The use of water for healing is a practice that has been used throughout history. Cultures from the beginning have settled around bodies of water, be they lakes, rivers or oceans, and many religious rituals and ideologies are based on the ways in which water provides restoration, rebirth, and renewal. Asian cultures have used various treatments for methods of healing, and the Greek doctors, such as Hippocrates where widely recognized for the results they produced when treating patients with hot seawater soaks for energy and health benefits.
For some years, the procedures were considered pagan in nature, and declined in use with the birth of Christianity. However, in 1578, Ambroise Pare, considered to be one of the founding fathers of modern medicine, recommended that his patients take regular baths in the sea. The water had astringent properties, which healed and hydrated the body. Today, tribesman can still be seen bathing in the Dead Sea, completely clothed. And now throughout Europe, one of the major industries in tourism, is made up of people traveling to natural baths and spas for the specific reason of soaking in the healing waters. And in many cases, this form of therapy is covered under the medical services and insurance those countries provide for their citizens.
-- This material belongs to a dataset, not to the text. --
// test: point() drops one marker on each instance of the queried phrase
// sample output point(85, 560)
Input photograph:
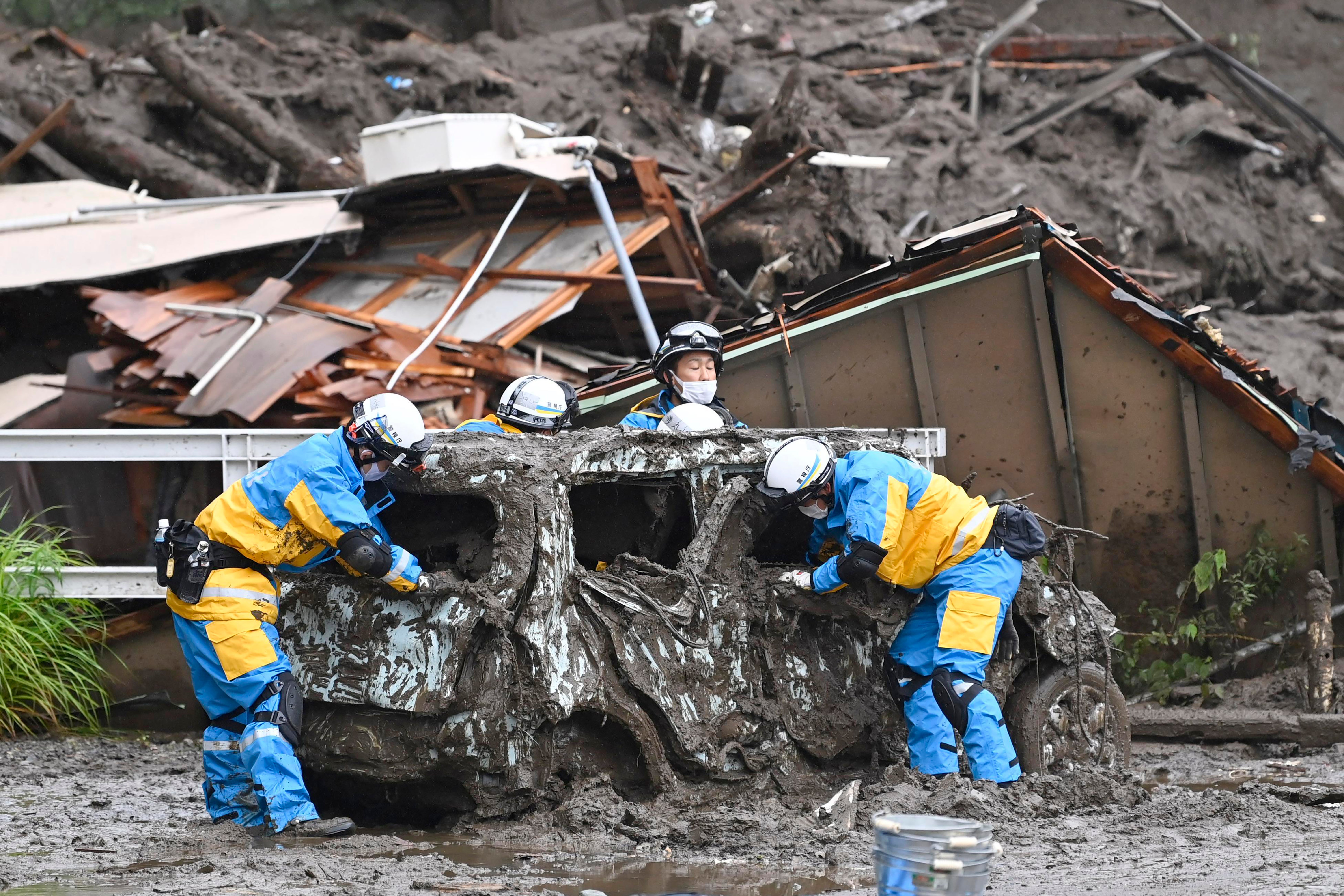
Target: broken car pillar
point(1320, 644)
The heat and the water are detoxifying, cleaning all the cells of the body at one time. Many people are choosing to detoxify their lives, in the foods that they eat, the cars that they drive, and the use of hot tubs and portable spas in their own homes. These toxins can be removed from the body through saunas, and sweating. This is directly transcended from the Roman bath and steam houses, the Native American sweat lodges and the Russian Banya, to name just a few. This has been helping people throughout the ages, and is becoming more widely used not only in the medical world, but in our homes as well.